Land Vorarlberg und ADA starten Entwicklungs-
 zusammenarbeitsprojekt in Burkina Faso

 

erstellt am
30. 10. 18
13:00 MEZ

LR Rauch: Know How aus Vorarlberg zum Aufbau von Kompetenz in Burkina Faso
Burkina Faso/Wien/Bregenz (vlk) - Das Land Vorarlberg und die Austrian Development Agency (ADA) starten ein großes Entwicklungszusammenarbeitsprojekt in Burkina Faso. „Das Projekt soll zu einem verbesserten Zugang zu qualitativ hochwertigen Ausbildungsmöglichkeiten und mehr Arbeitsplätzen im Bereich „Erneuerbare Energien“ beitragen“, informierte Landesrat Johannes Rauch am 29. Oktober bei der Vertragsunterzeichnung in Wien gemeinsam mit ADA-Geschäftsführer Martin Ledolter und dem burkinischen Botschafter in Österreich Dieudonné Kéré.
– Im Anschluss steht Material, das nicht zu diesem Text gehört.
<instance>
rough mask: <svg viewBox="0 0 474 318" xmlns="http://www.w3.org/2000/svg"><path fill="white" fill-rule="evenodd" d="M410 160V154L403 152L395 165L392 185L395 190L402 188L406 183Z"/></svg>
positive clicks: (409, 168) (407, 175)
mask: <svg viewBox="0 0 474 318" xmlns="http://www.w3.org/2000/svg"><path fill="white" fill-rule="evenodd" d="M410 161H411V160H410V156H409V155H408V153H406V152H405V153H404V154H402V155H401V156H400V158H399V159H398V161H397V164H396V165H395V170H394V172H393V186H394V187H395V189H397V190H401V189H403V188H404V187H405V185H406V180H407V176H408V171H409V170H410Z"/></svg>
„Vorarlberg verfügt über viel Erfahrung und Kompetenz im Bereich der Berufsbildung und der erneuerbaren Energie. Dieses Know-How bringen wir nun gezielt in Burkina Faso ein und tragen dort nachhaltig zur Verbesserung der Lebensumstände bei“, betont Landesrat Rauch. Im gesamten Landesgebiet von Burkina Faso soll in den beruflichen Gymnasien (Lycées Professionnels) eine neue, qualitativ hochwertige Fachrichtung „Erneuerbare Energie“ eingeführt werden. In den kommenden drei Jahren Jahren (bis Ende 2021) werden dafür ingesamt 1,5 Millionen Euro bereitgestellt. 90 Prozent davon werden vom Land Vorarlberg getragen. Erstmalig wird dabei ein Projekt in der österreichischen Entwicklungszusammenarbeit in einer Land-Bund-Kooperation umgesetzt. „Es ist die richtige Kooperation im richtigen Sektor. Alle Strategien des Landes Burkina Faso sind auf Nachhaltige Energien ausgerichtet“, ergänzt der burkinische Botschafter in Österreich SE Dieudonné Kéré.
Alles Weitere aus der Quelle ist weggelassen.